My journey started 4 years ago when I left my husband of almost 10 years as we just weren't working anymore.  We tried counselling and all the things married couples try but I couldn't stay even for the children. We had grown apart and we wanted different things.  I think overall our breakup was amicable.  We've had a few horrible moments over the past 4 years but we've acted like the adults we are and gotten through it.  


I had honestly dropped out of the marriage prior to our separation but in all honesty so had he. Although he will never admit that he did, not being there for me and the kids on any level other than "providing" for us pretty much left me alone.  I was tired of all the fighting and our kids were only 7, 4 and 2.  I had to make a choice for me and the kids.  Although I don't think that separation and divorce are for everyone, it was for me.  I was unhappy, unloved and taken for granted.  He also in the last 6 years of our relationship created a relationship with God that I chose not to partake in and that caused a lot of problems.  His OCD made life with him difficult since everything he did (including God) was all or nothing.  I struggled for some time coming to the decision as I was going to be on my own with 3 kids and I hadn't worked in almost 8 years. I was strong though and I knew it would be hard but I would do it.


During the last 6 or so months of my relationship I found a little bit of solace and friendship with people I met online.  They were great listeners and I could be me with them and not worry about judgement or criticism.  I was playing an online bingo app on my Iphone with lots of different people around the world.  They were so funny and great to talk with while we played.  This is where I met my now husband.  He lived in England and he would play bingo all the time with us. There was a little group of us that used to all play.  Most of which I still have contact with to this day.

After a few months of chatting online we all started using skype to stay in contact with one another. A few of them are in the USA and a few were overseas in the UK.  I had my first skype conversation with my hubby in December of 2010.  This led to many more conversations on skype and our friendship grew.  He decided to come and visit me in March and was planning a week here with me.  He had spoken to my kids on skype a few times but I decided that I wasn't ready for them to meet him before I got the chance to.  They went to visit their aunt for the week (it was March Break here) and I stayed to spend time with him.  We did all of the touristy stuff that Toronto has to offer.  He took me to the CN tower for dinner (it was my first time too), we spent a night in Niagara Falls and took my parents out to dinner at Stage West.  To be honest he really did all of the things that had been missing in my previous relationship.  We had an amazing week and two days before he was to fly back to the UK, we picked my kids up together as I had decided that it was okay for them to meet him.

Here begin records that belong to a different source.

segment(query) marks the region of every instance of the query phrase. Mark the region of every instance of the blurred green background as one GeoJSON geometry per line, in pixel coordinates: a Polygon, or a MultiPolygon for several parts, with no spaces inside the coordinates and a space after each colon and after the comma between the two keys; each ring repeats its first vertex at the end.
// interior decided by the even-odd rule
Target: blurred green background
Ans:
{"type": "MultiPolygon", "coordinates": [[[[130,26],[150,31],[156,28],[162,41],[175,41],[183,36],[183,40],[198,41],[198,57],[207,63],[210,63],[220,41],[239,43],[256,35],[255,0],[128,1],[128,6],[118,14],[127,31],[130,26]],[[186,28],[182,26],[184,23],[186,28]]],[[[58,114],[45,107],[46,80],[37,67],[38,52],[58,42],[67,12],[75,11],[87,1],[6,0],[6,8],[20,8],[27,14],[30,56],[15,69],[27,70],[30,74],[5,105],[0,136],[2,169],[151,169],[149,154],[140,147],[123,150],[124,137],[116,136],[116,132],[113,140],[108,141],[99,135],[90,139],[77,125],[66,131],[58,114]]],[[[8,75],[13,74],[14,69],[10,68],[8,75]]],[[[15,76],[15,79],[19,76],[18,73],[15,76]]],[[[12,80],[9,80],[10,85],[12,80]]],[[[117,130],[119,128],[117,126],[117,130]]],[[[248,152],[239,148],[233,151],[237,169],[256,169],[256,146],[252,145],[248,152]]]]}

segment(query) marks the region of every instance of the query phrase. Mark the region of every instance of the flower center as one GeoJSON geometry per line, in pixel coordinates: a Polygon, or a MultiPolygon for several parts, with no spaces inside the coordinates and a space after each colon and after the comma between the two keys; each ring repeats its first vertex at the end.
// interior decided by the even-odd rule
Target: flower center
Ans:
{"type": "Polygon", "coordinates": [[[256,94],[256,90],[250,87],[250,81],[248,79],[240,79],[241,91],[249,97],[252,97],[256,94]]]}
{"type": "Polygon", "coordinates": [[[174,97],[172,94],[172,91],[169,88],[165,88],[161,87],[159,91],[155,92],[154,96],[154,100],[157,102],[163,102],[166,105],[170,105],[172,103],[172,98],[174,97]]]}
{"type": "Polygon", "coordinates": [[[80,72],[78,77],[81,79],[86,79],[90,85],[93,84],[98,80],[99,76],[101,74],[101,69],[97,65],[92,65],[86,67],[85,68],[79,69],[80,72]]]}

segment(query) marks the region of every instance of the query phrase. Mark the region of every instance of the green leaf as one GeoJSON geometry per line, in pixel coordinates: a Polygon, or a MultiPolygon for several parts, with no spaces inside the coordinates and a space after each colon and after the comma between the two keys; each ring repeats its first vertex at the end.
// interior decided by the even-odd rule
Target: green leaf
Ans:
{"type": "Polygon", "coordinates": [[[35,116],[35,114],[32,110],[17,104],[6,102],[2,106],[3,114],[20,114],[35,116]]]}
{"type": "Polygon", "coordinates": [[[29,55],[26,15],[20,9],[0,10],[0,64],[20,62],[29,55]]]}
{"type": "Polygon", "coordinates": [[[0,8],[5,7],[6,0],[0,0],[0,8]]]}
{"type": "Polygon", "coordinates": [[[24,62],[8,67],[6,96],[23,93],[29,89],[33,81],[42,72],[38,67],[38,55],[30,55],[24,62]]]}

The next time we would be together was July.  I flew over to the UK to spend 20 days there with him.  We drove from London to France and then to Spain so I could meet his parents.  We had an amazing trip (it was my first trip on a plane anywhere) and now looking back we laugh that we had the honeymoon before the wedding.  We flew back to Toronto together and he has been here with us ever since.  We got married on September 15, 2012 after only 18 months together and I am so incredibly happy.  He is the most amazing guy anyone could ask for.  My kids love him to pieces (you just have to look at the handmade happy step-fatters day t-shirt they made him) and we all get along wonderfully.  

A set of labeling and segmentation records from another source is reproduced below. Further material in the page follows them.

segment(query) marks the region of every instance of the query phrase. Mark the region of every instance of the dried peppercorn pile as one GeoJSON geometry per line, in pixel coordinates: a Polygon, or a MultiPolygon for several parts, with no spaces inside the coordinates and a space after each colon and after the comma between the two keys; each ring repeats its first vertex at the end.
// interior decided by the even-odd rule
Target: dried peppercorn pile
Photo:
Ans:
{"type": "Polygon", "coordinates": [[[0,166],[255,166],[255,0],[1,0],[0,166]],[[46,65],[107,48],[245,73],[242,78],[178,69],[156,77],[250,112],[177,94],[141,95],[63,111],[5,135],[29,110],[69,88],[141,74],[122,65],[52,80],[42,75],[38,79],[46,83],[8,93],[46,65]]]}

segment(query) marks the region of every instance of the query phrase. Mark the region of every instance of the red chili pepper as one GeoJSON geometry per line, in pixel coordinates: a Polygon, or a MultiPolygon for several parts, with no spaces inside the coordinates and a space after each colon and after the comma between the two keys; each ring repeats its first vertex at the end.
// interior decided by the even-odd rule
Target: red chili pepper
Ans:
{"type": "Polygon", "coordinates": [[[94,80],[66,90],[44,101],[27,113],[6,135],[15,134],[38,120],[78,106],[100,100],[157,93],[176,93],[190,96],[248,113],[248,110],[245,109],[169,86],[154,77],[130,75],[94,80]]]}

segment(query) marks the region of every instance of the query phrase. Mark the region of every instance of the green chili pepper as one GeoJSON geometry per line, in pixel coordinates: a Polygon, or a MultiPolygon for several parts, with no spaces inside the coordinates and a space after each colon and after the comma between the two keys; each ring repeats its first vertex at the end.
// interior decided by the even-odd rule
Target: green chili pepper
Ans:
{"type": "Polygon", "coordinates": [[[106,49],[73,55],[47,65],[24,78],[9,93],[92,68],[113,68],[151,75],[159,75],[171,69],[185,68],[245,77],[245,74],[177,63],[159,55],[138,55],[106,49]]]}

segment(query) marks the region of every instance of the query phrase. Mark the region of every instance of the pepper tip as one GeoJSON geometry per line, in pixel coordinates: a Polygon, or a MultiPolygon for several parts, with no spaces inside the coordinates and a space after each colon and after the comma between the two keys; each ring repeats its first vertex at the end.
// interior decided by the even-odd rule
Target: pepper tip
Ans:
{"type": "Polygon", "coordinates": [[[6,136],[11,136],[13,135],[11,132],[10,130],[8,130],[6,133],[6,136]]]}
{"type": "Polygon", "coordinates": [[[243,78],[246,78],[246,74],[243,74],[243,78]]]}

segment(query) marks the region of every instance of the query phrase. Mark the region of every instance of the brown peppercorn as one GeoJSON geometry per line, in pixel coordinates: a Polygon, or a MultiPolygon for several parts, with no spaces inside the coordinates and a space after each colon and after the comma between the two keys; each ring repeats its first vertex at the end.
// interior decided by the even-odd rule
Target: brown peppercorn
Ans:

Don't get me wrong there are a lot of things that we have to deal with that some families who are not blended have to deal with.  Sometimes discipline is an issue for us as all 4 kids are mine but he is helping me raise 3 that aren't his.  We communicate really well most of the time but we still have issues like any other regular family.  Also having to deal with my ex and some of his "issues" can become tiresome and cause problems as well.

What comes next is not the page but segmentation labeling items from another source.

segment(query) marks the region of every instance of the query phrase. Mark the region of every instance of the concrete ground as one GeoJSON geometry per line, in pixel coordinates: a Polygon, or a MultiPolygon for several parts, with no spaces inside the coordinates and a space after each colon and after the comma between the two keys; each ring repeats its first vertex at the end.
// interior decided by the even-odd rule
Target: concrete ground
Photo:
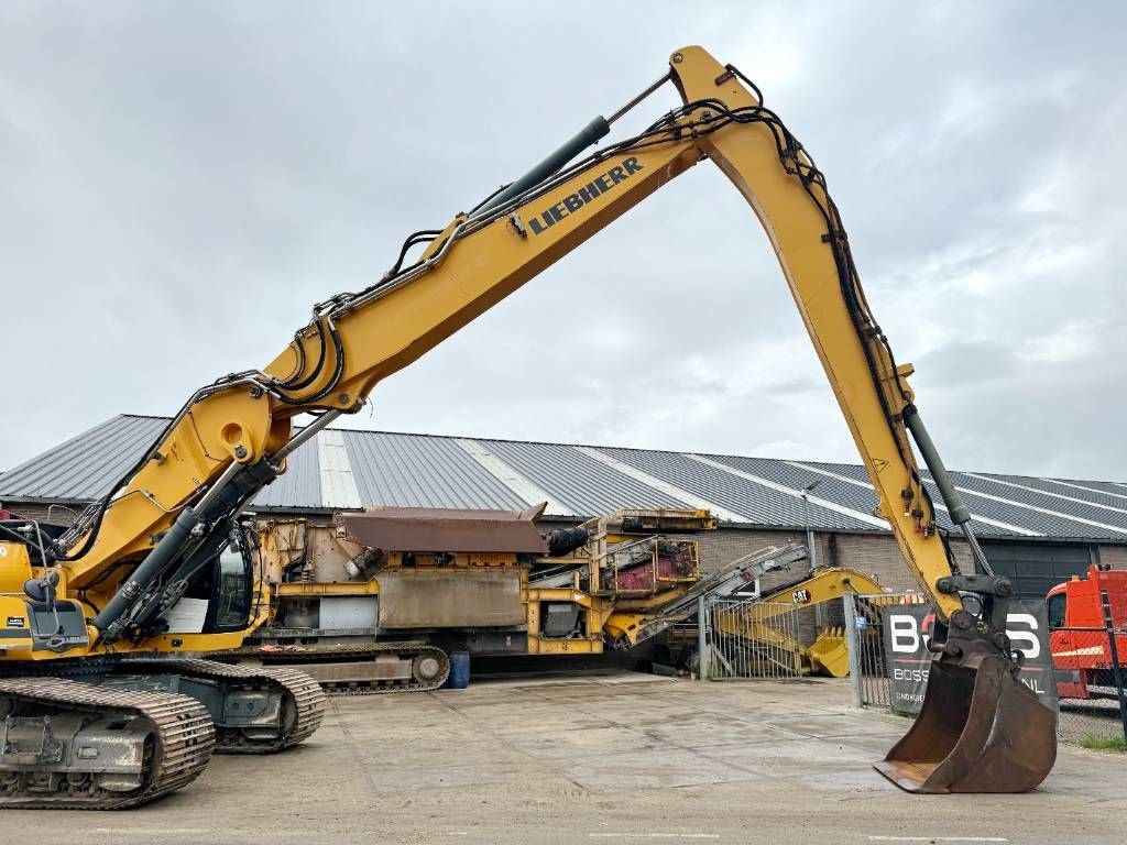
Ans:
{"type": "Polygon", "coordinates": [[[219,757],[141,810],[0,819],[91,845],[1127,840],[1122,755],[1063,747],[1026,795],[911,795],[871,768],[907,724],[842,682],[542,674],[335,697],[304,746],[219,757]]]}

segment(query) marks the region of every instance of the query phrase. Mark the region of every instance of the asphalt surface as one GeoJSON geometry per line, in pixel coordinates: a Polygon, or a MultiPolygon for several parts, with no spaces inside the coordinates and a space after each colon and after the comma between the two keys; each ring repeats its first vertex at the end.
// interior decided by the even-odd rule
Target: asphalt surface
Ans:
{"type": "Polygon", "coordinates": [[[624,670],[335,697],[307,745],[218,757],[127,812],[0,815],[9,842],[1122,843],[1127,756],[1062,747],[1024,795],[919,797],[872,760],[907,728],[843,682],[624,670]]]}

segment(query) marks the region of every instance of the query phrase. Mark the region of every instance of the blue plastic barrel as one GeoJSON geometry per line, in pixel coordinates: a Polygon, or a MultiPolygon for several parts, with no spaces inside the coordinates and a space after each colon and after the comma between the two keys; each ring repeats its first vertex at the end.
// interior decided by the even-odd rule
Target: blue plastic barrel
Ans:
{"type": "Polygon", "coordinates": [[[470,685],[470,652],[450,652],[450,679],[446,686],[451,690],[464,690],[470,685]]]}

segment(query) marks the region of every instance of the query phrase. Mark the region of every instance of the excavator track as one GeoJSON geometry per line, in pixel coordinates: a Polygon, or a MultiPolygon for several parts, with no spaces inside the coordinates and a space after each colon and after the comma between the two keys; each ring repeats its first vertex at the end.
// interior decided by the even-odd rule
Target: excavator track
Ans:
{"type": "MultiPolygon", "coordinates": [[[[141,785],[122,792],[98,785],[101,764],[89,772],[52,772],[50,765],[9,764],[8,721],[0,722],[0,808],[116,810],[139,807],[192,783],[207,767],[215,747],[215,730],[207,710],[186,695],[116,690],[59,677],[0,678],[0,701],[26,709],[88,714],[98,718],[143,719],[149,729],[142,755],[141,785]]],[[[50,717],[45,720],[50,724],[50,717]]],[[[47,730],[44,730],[46,747],[47,730]]],[[[73,750],[73,749],[72,749],[73,750]]],[[[11,754],[9,755],[9,751],[11,754]]],[[[62,749],[60,749],[62,755],[62,749]]],[[[65,755],[81,759],[82,754],[65,755]]]]}
{"type": "MultiPolygon", "coordinates": [[[[318,665],[356,665],[357,677],[321,677],[321,688],[329,695],[382,695],[387,693],[425,693],[440,688],[450,677],[450,657],[441,648],[420,641],[408,642],[363,642],[337,644],[329,648],[317,646],[251,646],[223,651],[214,657],[266,661],[272,665],[264,669],[281,669],[285,666],[302,668],[314,677],[318,665]],[[412,666],[426,664],[425,674],[412,671],[410,677],[374,677],[369,664],[375,664],[381,655],[410,658],[412,666]],[[366,675],[366,677],[365,677],[366,675]]],[[[243,664],[240,664],[245,666],[243,664]]]]}
{"type": "Polygon", "coordinates": [[[284,694],[283,719],[277,736],[250,739],[238,728],[215,726],[216,754],[275,754],[299,745],[320,727],[325,718],[325,693],[305,673],[285,666],[245,666],[185,658],[177,660],[124,660],[121,670],[133,673],[168,671],[227,686],[281,687],[284,694]]]}

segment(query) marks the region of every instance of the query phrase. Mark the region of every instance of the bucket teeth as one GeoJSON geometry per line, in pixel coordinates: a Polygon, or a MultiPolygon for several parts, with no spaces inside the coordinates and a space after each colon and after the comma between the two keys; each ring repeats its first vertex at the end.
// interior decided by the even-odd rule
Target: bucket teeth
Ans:
{"type": "Polygon", "coordinates": [[[1001,656],[932,661],[912,729],[876,768],[908,792],[1028,792],[1056,760],[1056,714],[1001,656]]]}

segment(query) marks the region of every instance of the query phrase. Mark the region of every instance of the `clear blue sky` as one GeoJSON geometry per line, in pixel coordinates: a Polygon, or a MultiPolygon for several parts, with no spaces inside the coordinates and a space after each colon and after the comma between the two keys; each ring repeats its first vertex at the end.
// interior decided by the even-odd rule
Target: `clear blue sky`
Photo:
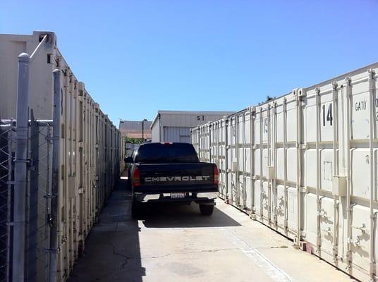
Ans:
{"type": "Polygon", "coordinates": [[[56,33],[115,124],[238,111],[378,61],[377,1],[1,0],[0,33],[56,33]]]}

Overall, my kids are happy, healthy and enjoy having two men in their lives that love them more than anything on the planet.  Although the new baby is technically their half-sibling we have never stated it that way, nor will we.  As far as we are all concerned, they are brothers and sister and that's it.  They absolutely adore their new baby brother and because they are older, they love helping with him.  We love them all the same no matter what and at the end of the day, that's all that really matters.